Fall Over Juice Simtra, 11.25% abv Triple IPA
The sun is playing a particularly mischievous game of hide and seek with the help of a handful of cheeky clouds when I settled down to open this rather bland lookin’ bottle from a Californian brewery rarely seen on these shores. The name “Simtra” held a world of promise though. Simcoe and Citra. Hop elite (don’t tell the other hops I said that). The indicated figures then drew forth a crooked smile, the right side of 11% boozy bits by volume and 131 whole bitter points! If it really wanted to it could probl’y send off a coupon and claim a toaster or somethin’.
I popped the cap and poured the gorgeous marshmallow topped rusty marmelade coloured liquid into my glass and took a great nose full. If you took a few oranges, a grapefruit, a whole pine bough, a carton of tropical fruit juice, and a splash of rum then blended it all together and snorted it through a straw (srsly good fun btw, y’all should try it) it may be similar to this.

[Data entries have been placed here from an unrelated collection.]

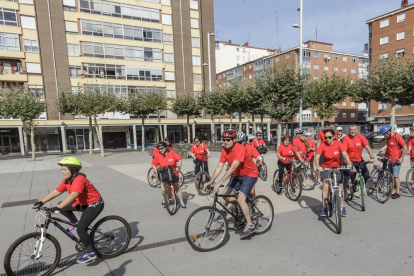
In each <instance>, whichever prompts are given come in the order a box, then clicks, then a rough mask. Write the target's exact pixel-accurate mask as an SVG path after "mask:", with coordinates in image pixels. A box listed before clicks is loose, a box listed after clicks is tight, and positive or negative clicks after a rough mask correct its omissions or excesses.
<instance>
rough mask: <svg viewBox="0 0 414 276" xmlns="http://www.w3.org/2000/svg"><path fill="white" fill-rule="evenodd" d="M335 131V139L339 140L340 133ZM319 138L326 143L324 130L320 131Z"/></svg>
mask: <svg viewBox="0 0 414 276" xmlns="http://www.w3.org/2000/svg"><path fill="white" fill-rule="evenodd" d="M334 132H335V140H338V134H336V131H334ZM318 140H322V143H325V133H323V130H321V131H319V135H318Z"/></svg>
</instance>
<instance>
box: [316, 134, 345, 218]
mask: <svg viewBox="0 0 414 276" xmlns="http://www.w3.org/2000/svg"><path fill="white" fill-rule="evenodd" d="M324 138H325V142H323V143H322V144H321V145H320V146H319V148H318V150H317V151H316V156H315V164H316V167H317V169H318V170H319V171H320V172H321V180H322V181H323V188H322V212H321V216H322V217H326V216H327V215H328V210H327V209H326V201H327V199H328V190H329V185H330V181H329V179H330V171H328V170H326V171H324V168H327V169H332V168H334V167H336V168H339V167H340V166H341V161H340V155H341V153H342V156H343V157H344V159H345V161H346V163H347V164H348V165H347V168H348V169H351V168H352V163H351V160H350V159H349V156H348V154H347V153H346V148H345V147H344V145H343V144H342V143H341V142H339V141H337V140H334V138H335V131H334V130H333V129H326V130H324ZM321 156H322V157H323V161H322V165H319V158H320V157H321ZM336 181H337V184H338V186H340V187H341V191H342V200H341V206H342V212H341V215H342V216H343V217H346V210H345V207H343V203H344V196H345V194H344V192H345V191H344V187H343V185H342V183H343V174H342V173H339V172H337V173H336Z"/></svg>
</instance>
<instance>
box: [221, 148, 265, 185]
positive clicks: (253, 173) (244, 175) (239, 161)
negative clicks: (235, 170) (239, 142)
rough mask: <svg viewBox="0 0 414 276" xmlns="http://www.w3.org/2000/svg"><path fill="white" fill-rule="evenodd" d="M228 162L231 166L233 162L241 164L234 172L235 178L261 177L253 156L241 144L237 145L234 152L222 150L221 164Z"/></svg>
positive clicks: (226, 150) (240, 164) (224, 148)
mask: <svg viewBox="0 0 414 276" xmlns="http://www.w3.org/2000/svg"><path fill="white" fill-rule="evenodd" d="M226 161H227V163H228V164H229V165H230V166H231V164H233V161H239V162H241V164H240V165H239V167H238V168H237V169H236V171H235V172H234V175H235V176H240V177H243V176H250V177H258V176H259V173H258V171H257V167H256V164H255V163H254V162H253V158H252V156H251V155H250V154H249V153H248V151H247V149H246V148H245V147H243V146H242V145H240V144H239V143H236V144H235V145H234V147H233V149H232V150H228V149H226V148H223V149H222V150H221V156H220V163H226Z"/></svg>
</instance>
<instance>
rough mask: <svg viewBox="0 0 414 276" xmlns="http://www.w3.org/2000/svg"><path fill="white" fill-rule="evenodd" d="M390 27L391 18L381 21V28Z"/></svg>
mask: <svg viewBox="0 0 414 276" xmlns="http://www.w3.org/2000/svg"><path fill="white" fill-rule="evenodd" d="M389 25H390V19H389V18H387V19H384V20H381V22H380V28H385V27H388V26H389Z"/></svg>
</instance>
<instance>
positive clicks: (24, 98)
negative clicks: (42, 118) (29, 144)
mask: <svg viewBox="0 0 414 276" xmlns="http://www.w3.org/2000/svg"><path fill="white" fill-rule="evenodd" d="M1 99H2V100H1V102H0V104H1V108H0V114H1V115H3V116H10V117H14V118H20V120H21V121H22V125H23V133H24V134H23V137H22V138H23V140H24V146H25V155H26V156H27V152H28V148H29V146H28V139H27V137H26V133H27V130H30V137H31V148H32V160H36V145H35V143H34V138H35V133H34V126H35V125H36V121H35V120H36V119H37V118H39V116H40V115H41V114H42V112H44V111H45V109H46V104H45V103H44V102H42V101H41V99H40V97H38V95H35V94H32V93H31V92H30V91H27V90H25V89H24V87H23V86H20V85H18V86H11V87H3V89H2V94H1Z"/></svg>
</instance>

From the aroma (and the sometimes slightly confusing “Triple IPA” tag) I was expecting a bit of a hop bomb and it really didn’t disappoint. Imagine sticking your face over the business end of one of those comical gramophone barreled blunderbusses you see in old English period comedy flicks just as it goes off, thing is it’d been loaded with all kindsa lovely stuff instead of ball bearings and nails and fox poo. There’s orange flavoured toffee, peach and mango cobbler, candied citrus zest, and pine needles all blasting you in the face and it’s bloody marvelous!
Some beers grouped as triple IPA’s come very close to American barley wine territory, but not this one, this is most definitely an IPA. The malt’s there don’t get me wrong, it’s caramel covered biscuit goodness offers support where it’s needed with depth and balance in the middle, but it’s those intense and oh so sexy hops that are the stars. They infuse a mouth coating, intensely fruity and resinous quality and leave their mark long after the beer’s gone down with a palate crushing bitterness. It’s full, chewy, and dry and dangerously easy to drink with that booze feeling far less than stated, at least ‘til you try to stand up after the first glass or attempt to post a pic of it to Instagram and realise your fingers have turned to rubber. I’m a big fan though I’ll readily admit it ain’t for everyone. If, however, you dream of hops and get all jittery without a regular lupulin fix, get some of this down your neck. Cheers!